My doctor and I continue to work on my problems. I am a willing, even eager patient, and he reads everything he can find on the
latest treatments. Some time ago, he started me on EMDR, Eye Movement
Desensitization and Reprocessing therapy. Even though new and experimental,
I tried it, and it worked. After just one session, I stopped experiencing
nightmares. During EMDR, the therapist uses a metronome, the pendulum
swinging in one-second intervals. The patient follows the pendulum with
his eyes while he tries to recall the details of the traumatic situations he
experienced.
In my case, I move my eyes in time to the metronome and
visualize the nets full of bodies dropping onto the deck of my ship. Occasionally,
my therapist moves his finger in time with the ticking and tells me to pick
a place – visualize
an interrogation cell – and then pay attention to what my body felt like
at the moment. He tells me to concentrate on my immediate feelings and
thoughts and to bring everything out. I don’t know how it works
or why, but during EMDR, I have a running dialogue about the darkest moments
in my life, and the entire time, I keep my eyes locked onto his finger as it
moves back and forth with the ticking metronome.
For me, EMDR therapy
has been a miracle. After only one treatment, I
felt as though I had emerged from a tunnel. I’d lived in darkness
twenty- five years, and then suddenly, I saw the world in a new light. Very
quickly, I was able to relax, and I started sleeping nights as long as two
hours at a time. I felt a new confidence in myself, and I looked forward
to every new day just to measure my progress and experience some new feeling
of release. EMDR. Who’da thunk it? So simple, and yet
so effective.
- Practiced obscurely for twenty years, EMDR therapy has proven
effective, if not the most effective treatment for posttraumatic stress disorder
in combat veterans. Dave was truly blessed when he was linked to this
EMDR therapist.
Now, I treat myself at home whenever I need it. I still take Sertraline,
an antidepressant, but in low doses, and it doesn’t bother me.

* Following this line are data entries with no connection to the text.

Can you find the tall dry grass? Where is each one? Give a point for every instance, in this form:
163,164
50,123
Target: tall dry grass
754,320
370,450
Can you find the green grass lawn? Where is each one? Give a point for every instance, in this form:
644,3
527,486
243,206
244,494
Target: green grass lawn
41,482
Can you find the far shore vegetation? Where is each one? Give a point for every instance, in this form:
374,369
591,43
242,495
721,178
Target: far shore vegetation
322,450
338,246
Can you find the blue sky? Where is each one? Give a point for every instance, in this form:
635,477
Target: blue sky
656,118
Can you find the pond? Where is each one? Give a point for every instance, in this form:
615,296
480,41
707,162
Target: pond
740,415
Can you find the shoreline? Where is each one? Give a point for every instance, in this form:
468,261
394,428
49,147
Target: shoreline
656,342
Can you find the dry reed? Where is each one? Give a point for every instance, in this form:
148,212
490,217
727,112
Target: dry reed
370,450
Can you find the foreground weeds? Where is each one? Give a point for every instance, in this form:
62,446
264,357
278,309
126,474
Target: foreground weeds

I’ve been in therapy ten years now and stopped smoking marijuana. Also,
I no longer experience the red-zone fits of anger that stole from my spirit
for so long. I think through situations now and don’t make stupid,
rash judgments when something unpleasant happens in my life.
The joy I’ve
found in my life is rooted in my family and my God. I
was lucky. My love for Yolanda and my faith in my Maker have meant the
difference between life as it is today and sitting for years in a prison cell.